January 2013


A non-Culture SF book by Iain M. Banks. According to something I read online there were some claims by non-M fans that this should have been an Iain Banks novel, becase it was mainstream not SF. Clearly the Margaret Atwood school of genre-definition – if it doesn’t include spaceships and space squid then it’s not SF. Rubbish of course. While a non-Culture novel, this is an SF novel in a grand tradition. Parallel universes have been a staple SF trope for many years. There are more than a few hints of Richard Meredith’s Timeliner Trilogy here, though with Banks’ take on it. There are multiple viewpoints, though only one told in first person, the rest in over-the-shoulder third person. There’s a complicated temporakl structure with flashbacks and time-skipping (of some kind, perhaps just moving to a near-identical parallel world which lagged behind the rest in time progression). This jumping around in time and viewpoint is perhaps a little over-contrived to turn what is actually a fairly simple story into something more complicated. Worth perservering with, but not his best non-Culture SF novel.

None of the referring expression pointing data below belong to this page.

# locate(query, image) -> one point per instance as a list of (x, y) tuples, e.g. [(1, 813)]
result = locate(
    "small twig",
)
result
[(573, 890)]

Having finally figured out how to approach a book featuring Minds as the primary protagonists in Excession, here Iain M. Banks approaches another of the difficult elements of his Culture universe: the Sublime, that step off into another reality, or retreat into the tightly wound other dimensions that are one of the models of the universe we have now. Following a society at a similar tech-level to the Culture (a potential Culture founder, in fact, which decided not to join) as they approach their entry into the Sublime. The sublime itself remains an unexaplained, in fact pretty much unexplainable mystery, but the way a civilisation approaches it and the general attitudes of the Culture towards Life, the Universe and everything non-sublimed is explored using this mechanism. The Hydrogen Sonata of the title is a piece of music written for an unimagined instrument, which had to be invented in order for the piece to be played. The reasons for and structure of the piece and instrument are described in the book, as is the principle character, a member of the race approaching sublimation, who has set herself the highly difficult task of playing the piece “perfectly” before the sublimation. She is torn away from pursuit of this by the major events chronicled in the book, featuring the deep secrets behind the holy book of the subliming race. The Sonata is an interesting reflective sphere within the book, much as the play is within the Book of the New Sun, providing a microcosm of the overall situation and its eventual denouement. Along the way we are treated to Banks’ peculiar imagination, though not much of his trademark gut-churning.

A good addition to the Culture stable, though not receommended for first-timers to that universe.